China has been investing heavily in infrastructure projects across the world, especially in developing countries. China’s Belt and Road Initiative (BRI), launched in 2013, is a massive plan to connect Asia, Europe and Africa through a network of roads, railways, ports, pipelines and other infrastructure.
- Infrastructure diplomacy is China’s strategy of building or financing infrastructure projects in other countries
- China uses this strategy to gain economic, political and strategic benefits from its partners
- China’s influence is enhanced by creating dependencies, expanding markets, securing resources and promoting its image
China claims that the BRI is a win-win cooperation that will promote economic development, regional integration and mutual benefit for all participating countries.
China’s aid approach differs from Western countries. China uses terms like ‘development assistance’ and refers to recipients as ‘partners’ instead of the traditional donor-recipient relationship. While many projects involve loans and investments, some are outright gifts, such as government centers and stadiums in African countries. These projects aim to enhance China’s visibility and reputation in Africa through grandiose and architecturally impressive buildings.
However, some critics argue that China’s infrastructure diplomacy is a strategic tool to expand its influence and leverage over other countries. They point out that many of the BRI projects are financed by Chinese loans that create debt traps for the recipient countries. They also warn that China’s infrastructure projects may have negative environmental, social and human rights impacts. Moreover, they contend that China’s infrastructure diplomacy is undermining the existing international order and norms, and challenging the interests and values of other major powers.
Benefits and challenges of China’s infrastructure diplomacy
Infrastructure diplomacy, the practice of using infrastructure projects to advance diplomatic goals, has become a key tool in China’s foreign policy strategy. Through massive investments in infrastructure projects such as ports, roads, railways, and power plants, China has been able to extend its influence and strengthen its relationships with other countries around the world.
One of the key advantages of infrastructure diplomacy is its ability to create a win-win situation for both China and the recipient country. By providing funding and expertise for much-needed infrastructure projects, China gains access to valuable resources and markets, while the recipient country benefits from improved infrastructure that can boost economic growth and improve living standards.
Furthermore, infrastructure projects create jobs and stimulate local economies, fostering goodwill and support for China in the recipient country. This can help to enhance China’s soft power and influence in the region, as grateful nations are more likely to align their policies with China’s interests.
However, China’s use of infrastructure diplomacy has not been without controversy. Critics argue that China’s infrastructure projects often come with strings attached, such as high-interest loans and demands for access to strategic assets. There are also concerns about the environmental and social impacts of some of these projects, as well as questions about their long-term sustainability.
China’s Belt and Road Initiative (BRI) is a massive infrastructure project that aims to connect Asia, Europe and Africa through a network of roads, railways, ports and other projects. The BRI has been praised by some as a way to boost economic development and cooperation in the region, but criticized by others as a way for China to expand its influence and trap countries in debt.

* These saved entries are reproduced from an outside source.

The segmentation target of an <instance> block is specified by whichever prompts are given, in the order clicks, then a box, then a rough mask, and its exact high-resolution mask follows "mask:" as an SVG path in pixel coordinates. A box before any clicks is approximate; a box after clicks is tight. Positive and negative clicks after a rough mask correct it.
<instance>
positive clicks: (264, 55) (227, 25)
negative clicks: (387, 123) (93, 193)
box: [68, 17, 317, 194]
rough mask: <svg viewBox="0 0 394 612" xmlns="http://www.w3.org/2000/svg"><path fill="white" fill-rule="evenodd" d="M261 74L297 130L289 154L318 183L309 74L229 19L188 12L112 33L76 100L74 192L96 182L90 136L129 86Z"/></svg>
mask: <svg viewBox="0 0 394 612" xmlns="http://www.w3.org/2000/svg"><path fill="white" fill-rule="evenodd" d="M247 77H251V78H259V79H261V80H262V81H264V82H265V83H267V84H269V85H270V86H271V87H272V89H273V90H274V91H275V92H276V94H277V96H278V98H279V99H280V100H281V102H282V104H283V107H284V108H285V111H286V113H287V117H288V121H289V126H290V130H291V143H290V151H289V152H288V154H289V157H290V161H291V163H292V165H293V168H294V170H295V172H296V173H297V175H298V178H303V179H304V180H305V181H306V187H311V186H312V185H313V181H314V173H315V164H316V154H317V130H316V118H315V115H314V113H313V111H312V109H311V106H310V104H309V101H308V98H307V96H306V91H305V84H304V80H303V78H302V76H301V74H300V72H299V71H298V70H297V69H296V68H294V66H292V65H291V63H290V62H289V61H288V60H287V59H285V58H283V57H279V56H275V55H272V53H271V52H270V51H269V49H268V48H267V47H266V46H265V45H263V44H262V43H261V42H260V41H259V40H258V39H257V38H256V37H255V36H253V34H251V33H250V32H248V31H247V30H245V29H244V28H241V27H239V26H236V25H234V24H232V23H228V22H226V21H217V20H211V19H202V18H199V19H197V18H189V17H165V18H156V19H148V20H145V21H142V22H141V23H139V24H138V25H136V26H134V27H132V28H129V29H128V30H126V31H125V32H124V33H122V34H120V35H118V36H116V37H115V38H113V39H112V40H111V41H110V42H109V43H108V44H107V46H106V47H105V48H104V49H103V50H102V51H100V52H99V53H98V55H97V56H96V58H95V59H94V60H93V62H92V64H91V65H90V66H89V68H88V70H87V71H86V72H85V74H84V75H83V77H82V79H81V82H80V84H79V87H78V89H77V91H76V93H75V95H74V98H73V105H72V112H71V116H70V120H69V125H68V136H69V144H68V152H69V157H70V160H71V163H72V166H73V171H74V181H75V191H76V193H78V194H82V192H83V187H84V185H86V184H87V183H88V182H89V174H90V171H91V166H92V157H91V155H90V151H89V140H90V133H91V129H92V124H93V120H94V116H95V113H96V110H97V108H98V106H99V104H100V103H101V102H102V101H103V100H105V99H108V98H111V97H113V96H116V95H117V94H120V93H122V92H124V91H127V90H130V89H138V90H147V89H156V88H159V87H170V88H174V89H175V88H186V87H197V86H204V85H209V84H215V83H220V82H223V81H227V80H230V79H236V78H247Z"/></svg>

What is the evidence for the debt trap claim?
According to a report by the Center for Global Development, eight countries that have received BRI loans are at a high risk of debt distress, meaning they may not be able to repay their debts or meet their other financial obligations. These countries are Djibouti, Kyrgyzstan, Laos, the Maldives, Mongolia, Montenegro, Pakistan and Tajikistan. The report estimates that these countries will owe China between 40% and 100% of their external debt once the BRI projects are completed.
However, some experts have challenged the debt trap narrative, arguing that it is based on flawed assumptions and incomplete data. They point out that China is not the only or even the main source of debt for these countries, and that many of the BRI projects are economically viable and beneficial for the recipient countries . They also note that China has shown flexibility and willingness to renegotiate or restructure some of the BRI loans in response to the debt problems of its partners.
Despite these challenges, infrastructure diplomacy remains a powerful tool for China to extend its influence and promote its interests on the global stage. As China continues to invest in infrastructure projects around the world, its role as a major player in international affairs is likely to only grow stronger. Whether this will lead to a more stable and prosperous world, or a more divided and dependent one, remains to be seen.